Y añadió luego, echándose a los pies del Rey:

—Yo soy el hijo de un leal criado de tu heroico antecesor Alfonso V el Africano. Yo soy Judas Abravanel, más conocido hoy en el mundo con el nombre de León Hebreo.

Apenas Judas Abravanel hubo pronunciado estas palabras, muchos de la comitiva, y particularmente las damas, le cercaron para contemplarle y aplaudirle. Sus discretísimos
Diálogos de amor
eran muy admirados en la corte. La Reina, la Infanta doña Beatriz y otras muy sabias señoras se deleitaban leyendo en italiano aquellas tan sublimes filosofías. Todas, pues, se dieron el parabién de que León Hebreo no hubiera sido gravemente ofendido.

El Rey, no sin meditar para mejor ocasión algo en desagravio y obsequio de León Hebreo, hizo que, por lo pronto, dos de su guardia de a pie le acompañasen y le escoltasen hasta su posada.

Aunque Damián de Goes había dicho al Rey los nombres de los dos aventureros castellanos que habían tomado la defensa del ilustre filósofo israelita, el Rey, por distracción fingida o verdadera, y acaso por estar depriesa, no les dirigió la palabra y aparentó no fijar la atención en ellos. Conocedor de las más notables alcurnias y casas de la nobleza castellana, los apellidos de Zuheros y de Simahonda sonaron mal y sordamente en sus oídos.

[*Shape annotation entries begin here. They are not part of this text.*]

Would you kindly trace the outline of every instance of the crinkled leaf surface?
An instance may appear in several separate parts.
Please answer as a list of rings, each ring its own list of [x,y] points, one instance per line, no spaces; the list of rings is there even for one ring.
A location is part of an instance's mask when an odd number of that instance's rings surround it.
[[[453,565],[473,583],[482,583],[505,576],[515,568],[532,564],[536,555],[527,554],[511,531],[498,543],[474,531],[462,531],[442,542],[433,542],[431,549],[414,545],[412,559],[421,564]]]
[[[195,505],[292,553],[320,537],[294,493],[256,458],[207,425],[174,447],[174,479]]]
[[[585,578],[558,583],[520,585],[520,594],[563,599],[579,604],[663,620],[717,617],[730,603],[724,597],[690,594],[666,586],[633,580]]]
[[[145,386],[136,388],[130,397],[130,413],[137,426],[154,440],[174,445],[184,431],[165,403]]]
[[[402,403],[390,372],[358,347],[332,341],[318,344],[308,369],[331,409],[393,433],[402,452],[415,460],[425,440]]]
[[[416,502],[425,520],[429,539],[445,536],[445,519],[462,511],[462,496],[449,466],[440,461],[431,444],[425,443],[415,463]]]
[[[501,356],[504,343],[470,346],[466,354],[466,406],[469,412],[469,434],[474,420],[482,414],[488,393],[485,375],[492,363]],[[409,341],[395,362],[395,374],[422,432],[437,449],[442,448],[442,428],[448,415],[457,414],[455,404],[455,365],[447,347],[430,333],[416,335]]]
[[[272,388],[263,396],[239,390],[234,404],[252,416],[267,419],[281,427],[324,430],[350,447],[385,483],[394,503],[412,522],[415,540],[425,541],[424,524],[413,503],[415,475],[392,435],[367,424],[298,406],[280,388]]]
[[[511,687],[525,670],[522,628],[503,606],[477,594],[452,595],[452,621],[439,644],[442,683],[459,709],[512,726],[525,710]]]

Harto contrariado se sintió de esto Morsamor. No valía la pena de remozarse y de aparecer otra vez en el mundo como resucitando o resurgiendo a nueva vida para que le desdeñasen y le hiciesen tan poquísimo caso como en la vida antigua. Un reniego, apenas articulado, brotó de sus labios. Morsamor, no obstante, se repuso y disimuló su enojo, pero Tiburcio no dejó de notarlo y le dijo en voz baja:

—No pierdas paciencia, y ya verás cómo pronto te es propicia la fortuna.

En efecto, o por benevolencia, o porque los dos aventureros le eran simpáticos, o para mitigar el desdén o descuido del Rey, Damián de Goes estuvo afabilísimo con ellos y los movió a seguirle a la iglesia del Carmen, en pos de la comitiva del Rey.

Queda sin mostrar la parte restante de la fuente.